When reading your message I get impression that you assumed that 
those newer instruction will improve performance. When it comes 
to performance never assume anything. Always profile before 
making judgments. Maybe your CPU is limited by memory bandwidth 
if you only have one stick of RAM and you use all 6 cores.

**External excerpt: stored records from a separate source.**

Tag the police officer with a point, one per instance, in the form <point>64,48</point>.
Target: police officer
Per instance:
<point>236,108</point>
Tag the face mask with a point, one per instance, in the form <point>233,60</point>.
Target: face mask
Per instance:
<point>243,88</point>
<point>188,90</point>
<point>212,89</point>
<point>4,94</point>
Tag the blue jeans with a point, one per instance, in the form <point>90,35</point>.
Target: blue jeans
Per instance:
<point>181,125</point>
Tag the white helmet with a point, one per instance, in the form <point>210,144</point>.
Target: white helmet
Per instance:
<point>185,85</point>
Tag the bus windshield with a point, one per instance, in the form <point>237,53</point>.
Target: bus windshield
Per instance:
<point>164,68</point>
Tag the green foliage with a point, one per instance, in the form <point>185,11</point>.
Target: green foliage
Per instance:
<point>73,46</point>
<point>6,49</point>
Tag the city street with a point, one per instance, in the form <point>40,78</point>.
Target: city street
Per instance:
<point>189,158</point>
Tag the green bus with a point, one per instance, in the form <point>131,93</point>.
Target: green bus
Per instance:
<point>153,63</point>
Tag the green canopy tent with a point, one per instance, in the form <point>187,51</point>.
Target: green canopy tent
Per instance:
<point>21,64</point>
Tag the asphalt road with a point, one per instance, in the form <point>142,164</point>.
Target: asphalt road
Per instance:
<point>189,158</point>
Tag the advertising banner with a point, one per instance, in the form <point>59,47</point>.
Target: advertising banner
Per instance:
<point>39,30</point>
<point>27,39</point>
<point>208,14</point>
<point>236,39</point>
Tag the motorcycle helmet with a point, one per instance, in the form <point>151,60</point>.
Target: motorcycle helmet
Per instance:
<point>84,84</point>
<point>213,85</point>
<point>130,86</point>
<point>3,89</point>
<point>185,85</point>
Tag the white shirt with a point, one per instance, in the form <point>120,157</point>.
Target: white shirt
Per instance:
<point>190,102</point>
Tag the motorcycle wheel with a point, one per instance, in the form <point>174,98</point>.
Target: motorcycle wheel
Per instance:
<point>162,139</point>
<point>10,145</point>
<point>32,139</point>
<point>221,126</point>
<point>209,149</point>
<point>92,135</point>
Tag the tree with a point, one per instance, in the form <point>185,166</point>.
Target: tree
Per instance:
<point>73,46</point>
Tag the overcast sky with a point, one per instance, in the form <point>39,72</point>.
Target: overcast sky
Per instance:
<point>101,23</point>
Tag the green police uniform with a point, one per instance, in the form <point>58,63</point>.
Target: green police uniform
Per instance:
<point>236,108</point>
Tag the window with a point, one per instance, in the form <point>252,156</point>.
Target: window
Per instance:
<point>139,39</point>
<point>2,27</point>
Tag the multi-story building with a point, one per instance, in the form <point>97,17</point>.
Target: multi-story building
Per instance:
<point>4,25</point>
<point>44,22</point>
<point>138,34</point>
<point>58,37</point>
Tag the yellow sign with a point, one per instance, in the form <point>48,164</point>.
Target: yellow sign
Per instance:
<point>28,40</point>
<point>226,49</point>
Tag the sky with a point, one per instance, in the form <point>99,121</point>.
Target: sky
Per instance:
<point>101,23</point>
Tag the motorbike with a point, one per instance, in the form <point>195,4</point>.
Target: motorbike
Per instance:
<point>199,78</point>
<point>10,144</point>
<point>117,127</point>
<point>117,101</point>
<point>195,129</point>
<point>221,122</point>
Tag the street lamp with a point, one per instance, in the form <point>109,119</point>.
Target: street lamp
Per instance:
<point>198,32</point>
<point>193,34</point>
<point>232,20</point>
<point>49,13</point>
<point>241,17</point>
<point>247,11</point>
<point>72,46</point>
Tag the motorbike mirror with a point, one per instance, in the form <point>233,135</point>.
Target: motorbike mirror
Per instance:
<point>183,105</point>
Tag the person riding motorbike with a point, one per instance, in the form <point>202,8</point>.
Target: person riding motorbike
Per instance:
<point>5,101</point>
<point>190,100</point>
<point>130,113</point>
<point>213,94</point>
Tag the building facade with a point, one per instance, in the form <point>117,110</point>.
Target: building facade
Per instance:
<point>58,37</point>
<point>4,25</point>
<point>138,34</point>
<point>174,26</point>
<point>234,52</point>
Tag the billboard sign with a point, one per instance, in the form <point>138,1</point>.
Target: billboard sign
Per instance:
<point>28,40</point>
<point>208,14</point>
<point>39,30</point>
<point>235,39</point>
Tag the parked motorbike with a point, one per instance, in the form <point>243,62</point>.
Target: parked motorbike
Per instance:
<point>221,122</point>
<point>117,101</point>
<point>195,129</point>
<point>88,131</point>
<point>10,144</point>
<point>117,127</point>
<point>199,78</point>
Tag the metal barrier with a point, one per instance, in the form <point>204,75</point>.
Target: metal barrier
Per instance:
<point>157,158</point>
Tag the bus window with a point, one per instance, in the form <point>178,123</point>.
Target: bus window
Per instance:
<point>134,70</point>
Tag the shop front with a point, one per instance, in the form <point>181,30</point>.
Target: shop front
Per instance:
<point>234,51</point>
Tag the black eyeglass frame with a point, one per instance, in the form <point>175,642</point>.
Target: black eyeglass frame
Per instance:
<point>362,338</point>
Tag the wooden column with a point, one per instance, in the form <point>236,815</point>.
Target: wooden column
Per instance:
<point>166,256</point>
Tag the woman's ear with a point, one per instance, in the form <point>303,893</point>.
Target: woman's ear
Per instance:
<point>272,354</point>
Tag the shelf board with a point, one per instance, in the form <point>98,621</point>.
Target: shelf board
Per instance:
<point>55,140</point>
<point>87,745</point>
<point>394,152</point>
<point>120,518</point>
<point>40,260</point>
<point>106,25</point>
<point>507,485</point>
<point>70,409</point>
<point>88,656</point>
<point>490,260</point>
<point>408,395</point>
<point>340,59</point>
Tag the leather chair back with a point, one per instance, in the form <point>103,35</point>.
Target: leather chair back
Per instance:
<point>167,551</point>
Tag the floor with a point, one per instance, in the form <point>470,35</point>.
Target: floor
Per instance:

Anyway I looked at the disassembly of one function and its mostly 
SSE instructions with one AVX. That function is
arrays.Matrix!(float).Matrix 
kernelmatrix.calculateKernelMatrix!(kernelmatrix.DotProduct!(float).DotProduct,
float).calculateKernelMatrix(kernelmatrix.DotProduct!(float).DotProduct,
arrays.Matrix!(float).Matrix)

For SIMD instruction work D has specific vector types. I believe 
compiler guarantees that they are properly aligned but its not 
stated in the doc.
https://dlang.org/spec/simd.html

I have 0 experience in writing SIMD code but from what I heard 
over the years is that if you want to get max performance from 
your CPU you have to write your kernels with SIMD intrinsics.

May 25 2020

welkam <wwwelkam gmail.com> writes:

Nice article. It shows that you put a lot of work into it. The 
one thing I want to point out is that --O5 is the same as --O3.

 From ldc2 --help

   Setting the optimization level:
       -O                                   - Equivalent to -O3
       --O0                                  - No optimizations 
(default)
       --O1                                  - Simple optimizations
       --O2                                  - Good optimizations
       --O3                                  - Aggressive 
optimizations
       --O4                                  - Equivalent to -O3
       --O5                                  - Equivalent to -O3
       --Os                                  - Like -O2 with extra 
optimizations for size
       --Oz                                  - Like -Os but 
reduces code size further

May 22 2020

data pulverizer <data.pulverizer gmail.com> writes:

On Friday, 22 May 2020 at 01:58:07 UTC, data pulverizer wrote:
 Hi,

 this article grew out of a Dlang Learn thread 
 (https://forum.dlang.org/thread/motdqixwsqmabzkdoslp forum.dlang.org). It
looks at Kernel Matrix Calculations in Chapel, D, and Julia and has a more
general discussion of all three languages. Comments welcome.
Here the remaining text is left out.